Abstract

In this chapter I examine the role of body disturbances in psychosis by drawing on vignettes derived from Lacanian clinicians. The cases highlight key features of body phenomena pertinent to the field of ordinary psychosis. I first discuss the different status of symptoms in neurosis and psychosis, and highlight how the construction of stabilising symptoms in the treatment of psychosis is a central feature of Lacanian psychoanalysis. I then turn to the schizophrenia/paranoia distinction and contend that body symptoms, while not exclusive to schizophrenia, are especially pertinent to the schizophrenia spectrum of psychosis. Moreover, I claim that the inability of the schizophrenic to form a stabilising delusion entails that other forms of symptomatisation, such as imaginary identifications and body symptoms, provide an important locus for stabilisation.
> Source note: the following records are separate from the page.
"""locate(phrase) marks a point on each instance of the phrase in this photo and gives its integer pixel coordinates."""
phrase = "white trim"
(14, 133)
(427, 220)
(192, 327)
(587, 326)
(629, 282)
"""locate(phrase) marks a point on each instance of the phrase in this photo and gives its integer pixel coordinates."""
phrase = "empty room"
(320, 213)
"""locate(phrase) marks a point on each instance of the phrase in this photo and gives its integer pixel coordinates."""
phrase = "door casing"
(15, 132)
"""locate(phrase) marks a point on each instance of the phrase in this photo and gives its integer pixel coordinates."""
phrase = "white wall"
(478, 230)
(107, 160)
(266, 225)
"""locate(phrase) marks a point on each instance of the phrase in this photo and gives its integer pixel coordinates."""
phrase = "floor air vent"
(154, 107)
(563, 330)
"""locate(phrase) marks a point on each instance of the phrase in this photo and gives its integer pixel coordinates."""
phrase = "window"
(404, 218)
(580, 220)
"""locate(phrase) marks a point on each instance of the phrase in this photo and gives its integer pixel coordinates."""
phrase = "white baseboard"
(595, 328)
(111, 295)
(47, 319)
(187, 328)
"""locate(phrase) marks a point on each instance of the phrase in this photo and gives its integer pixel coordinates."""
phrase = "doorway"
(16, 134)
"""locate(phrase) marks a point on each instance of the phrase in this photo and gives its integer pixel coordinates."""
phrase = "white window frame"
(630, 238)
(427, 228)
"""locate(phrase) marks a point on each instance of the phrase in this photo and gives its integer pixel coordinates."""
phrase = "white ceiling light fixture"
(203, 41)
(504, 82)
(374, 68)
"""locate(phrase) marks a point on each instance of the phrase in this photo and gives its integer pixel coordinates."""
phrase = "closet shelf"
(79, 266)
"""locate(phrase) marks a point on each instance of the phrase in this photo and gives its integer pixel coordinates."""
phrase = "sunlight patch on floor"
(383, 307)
Next, I introduce several key ideas in the field of ordinary psychosis concerning the onset of psychosis, triggering events and body symptoms that contrast with elements of Lacan’s classical theory of psychosis. From here, I examine six case vignettes focusing on the onset of psychosis, triggering events and body symptoms. I claim that inconsistency and ambiguity is evident in how different theorists discuss the onset, triggering and body symptoms in psychosis. Consequently, these cases raise a series of unresolved issues regarding the mechanisms involved in the onset of psychosis and subsequent triggering events, and in how certain body phenomena appear to perform a stabilising function in psychosis.